The phantom power should (or must) be conected to the chasis, since pin 1 of the XLR MUST be connected to the chasis directly and is where the mic takes it's reference. In order for the mic to see clean phantom power it must be referenced at the pin 1 of it's XLR, that is done with R3 and C1, R3 for decoupling from the source and C1 for cleaning it referenced to pin1 from XLR. This could be done in the board, XLR pin1 coming only for the cap, then the 3 resistors connected as they are. The other way (which I use most for my designs) I connect the phantom powering directly to the XLR connector, using the same pin from the cap (or other short wire) to connect to the chasis at the screw holding the connector.
As I decribed, the cap switch shouldn't have problems with phantom, caps are always charged as they suppose to be, 100k may be too high as bleeding resistors, in a 2k mic preamp, using 10k or 20k at that point should be good. But they are only connected to the output when they are needed. Transformer is out completely which is important. When switching the caps already have the positive side connected, so no strange things happening there, and the other side connected to ground through the bleeding resistors, so they are charged just as they need to show 0V at the input of the gain stage. What I describe is to avoid switching noise when phantom is on, when phantom is off it shouldn't be much of that anyway.

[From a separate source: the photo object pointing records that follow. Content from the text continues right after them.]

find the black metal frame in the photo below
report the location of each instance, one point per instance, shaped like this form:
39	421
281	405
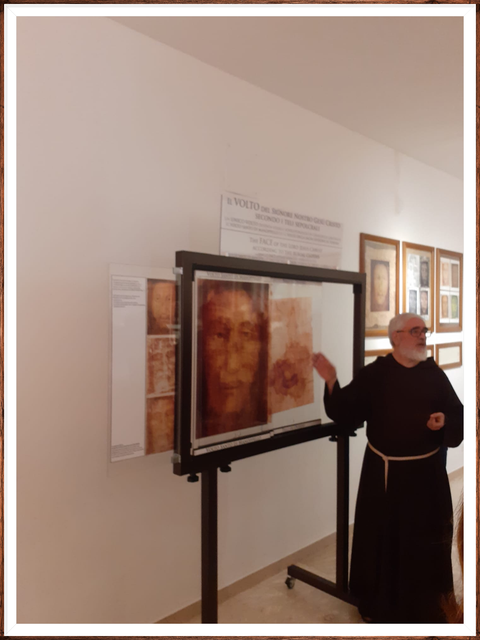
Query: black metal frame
208	464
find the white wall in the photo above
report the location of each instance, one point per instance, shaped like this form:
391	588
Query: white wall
124	147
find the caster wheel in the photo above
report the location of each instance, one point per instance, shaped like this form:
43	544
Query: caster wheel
290	582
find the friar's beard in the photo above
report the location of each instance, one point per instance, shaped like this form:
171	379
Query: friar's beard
418	354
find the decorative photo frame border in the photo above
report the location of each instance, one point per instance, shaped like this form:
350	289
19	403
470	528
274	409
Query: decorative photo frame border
448	291
418	290
448	355
380	261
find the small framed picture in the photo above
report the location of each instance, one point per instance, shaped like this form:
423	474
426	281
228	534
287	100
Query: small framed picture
371	356
449	291
379	260
418	296
449	356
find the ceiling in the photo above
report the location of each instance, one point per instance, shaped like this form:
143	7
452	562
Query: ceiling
396	80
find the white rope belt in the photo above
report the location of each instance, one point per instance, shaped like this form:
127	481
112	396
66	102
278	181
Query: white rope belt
386	459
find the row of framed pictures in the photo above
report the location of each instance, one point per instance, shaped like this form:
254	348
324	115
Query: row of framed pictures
447	356
380	261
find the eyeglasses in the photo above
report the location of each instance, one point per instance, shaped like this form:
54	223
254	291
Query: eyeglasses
416	332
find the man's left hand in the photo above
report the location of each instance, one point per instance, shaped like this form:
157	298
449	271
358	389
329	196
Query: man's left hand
436	421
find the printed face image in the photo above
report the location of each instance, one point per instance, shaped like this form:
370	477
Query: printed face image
445	273
161	306
160	424
290	359
379	296
455	275
454	306
412	301
160	365
423	303
232	358
444	307
424	273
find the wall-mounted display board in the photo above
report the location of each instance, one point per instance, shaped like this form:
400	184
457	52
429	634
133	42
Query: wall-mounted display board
143	344
379	260
245	378
418	290
449	291
449	356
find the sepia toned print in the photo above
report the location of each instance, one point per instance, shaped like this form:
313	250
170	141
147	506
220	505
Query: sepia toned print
160	365
232	356
161	307
291	348
454	307
380	289
444	307
445	273
424	272
413	271
160	424
412	301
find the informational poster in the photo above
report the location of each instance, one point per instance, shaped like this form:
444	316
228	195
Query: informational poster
144	334
254	338
251	229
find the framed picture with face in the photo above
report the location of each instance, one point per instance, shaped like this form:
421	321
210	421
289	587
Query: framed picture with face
449	355
449	298
379	260
418	291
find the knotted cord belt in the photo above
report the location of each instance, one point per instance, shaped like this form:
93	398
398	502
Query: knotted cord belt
386	459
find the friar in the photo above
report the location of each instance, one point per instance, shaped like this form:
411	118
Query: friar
401	568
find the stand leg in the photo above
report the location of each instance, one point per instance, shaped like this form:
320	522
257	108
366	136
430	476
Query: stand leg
342	512
209	547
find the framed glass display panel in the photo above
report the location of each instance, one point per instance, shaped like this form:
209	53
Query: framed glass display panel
449	300
418	291
144	331
245	379
379	260
449	356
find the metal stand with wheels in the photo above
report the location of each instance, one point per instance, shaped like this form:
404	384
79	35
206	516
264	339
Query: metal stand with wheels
339	588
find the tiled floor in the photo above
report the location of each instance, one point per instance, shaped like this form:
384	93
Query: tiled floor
272	602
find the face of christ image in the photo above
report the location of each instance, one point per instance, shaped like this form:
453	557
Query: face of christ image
233	355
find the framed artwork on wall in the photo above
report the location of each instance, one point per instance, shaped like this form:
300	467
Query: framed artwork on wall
418	290
379	260
449	299
449	355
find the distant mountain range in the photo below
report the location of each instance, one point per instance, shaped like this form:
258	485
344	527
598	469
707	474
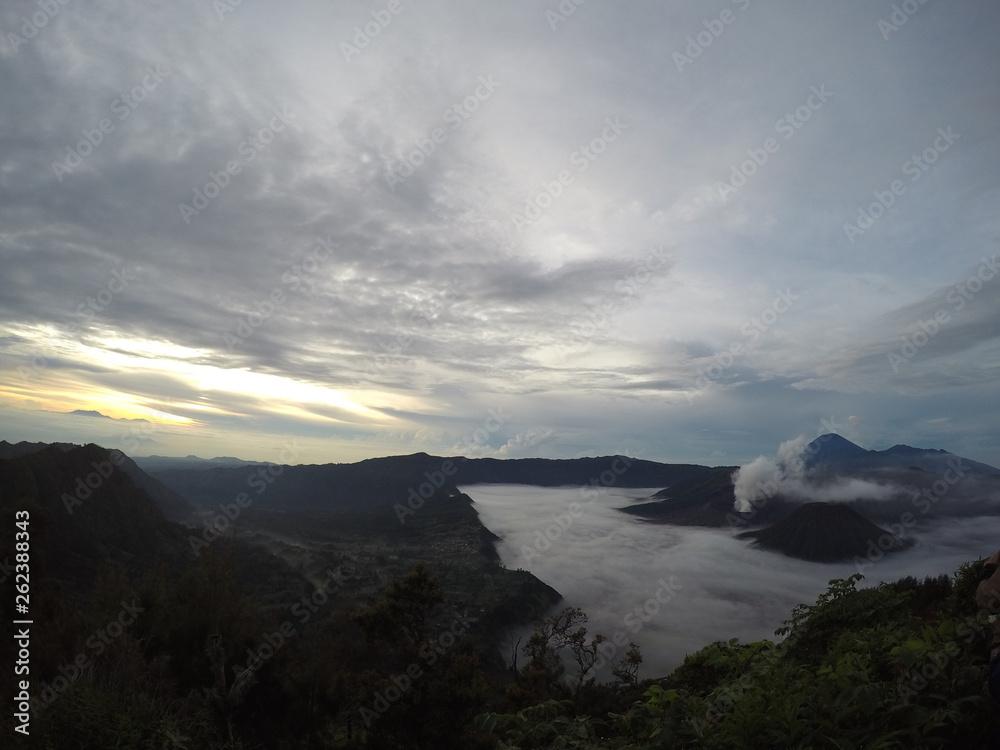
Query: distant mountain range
837	454
925	483
383	493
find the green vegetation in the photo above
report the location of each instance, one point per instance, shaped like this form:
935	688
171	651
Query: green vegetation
900	665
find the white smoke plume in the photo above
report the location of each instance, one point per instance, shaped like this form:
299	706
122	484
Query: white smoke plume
786	475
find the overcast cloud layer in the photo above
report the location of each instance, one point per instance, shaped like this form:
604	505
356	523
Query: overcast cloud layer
653	228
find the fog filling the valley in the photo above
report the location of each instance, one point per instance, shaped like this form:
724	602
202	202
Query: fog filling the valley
711	585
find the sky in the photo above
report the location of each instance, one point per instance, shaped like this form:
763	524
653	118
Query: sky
683	231
674	590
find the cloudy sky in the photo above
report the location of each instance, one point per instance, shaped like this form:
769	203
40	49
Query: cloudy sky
684	231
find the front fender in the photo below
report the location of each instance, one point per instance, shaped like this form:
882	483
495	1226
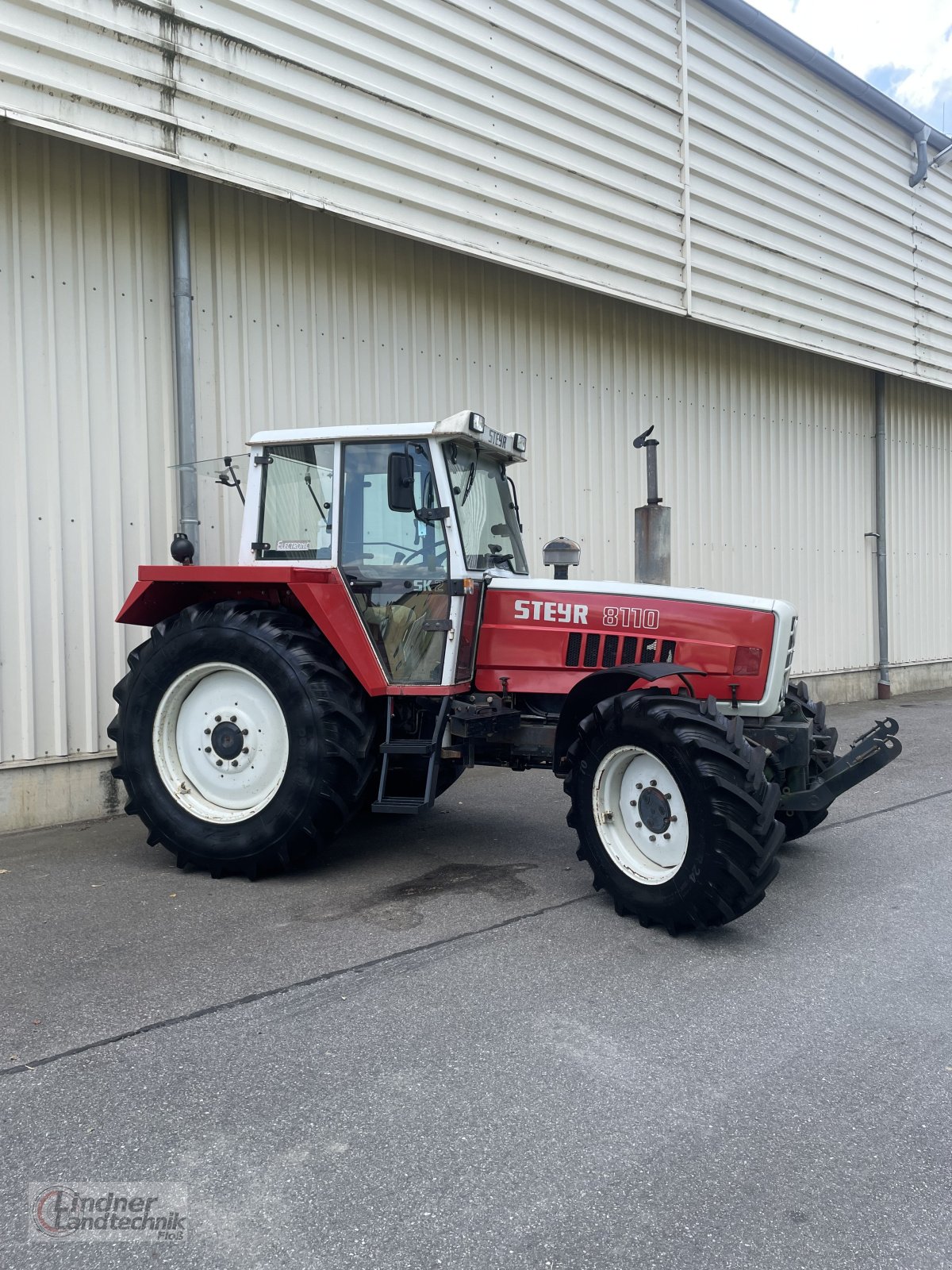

It's always preferable to have caps connected to somewhere all the time, not a big deal with leaky electrolytics but a cap may maintain a charge quite some time, and if a charge is builded there for some reason and you then connect the cap you may damage something. The resistors are there to avoid that.
About the attenuator, I would use 2x1k resistor and a 220Ω resistor. This is a bit higher than 150Ω expected but I always assume that if you are using the pad is because the signal from the mic is too high to use it at the minimum gain of the amp, likely to bee too high, then I'm more concerned for the overload of the mic driving low impedance sources than the noise floor for it. Then I go for at least the most common rated impedance of 2k than lower.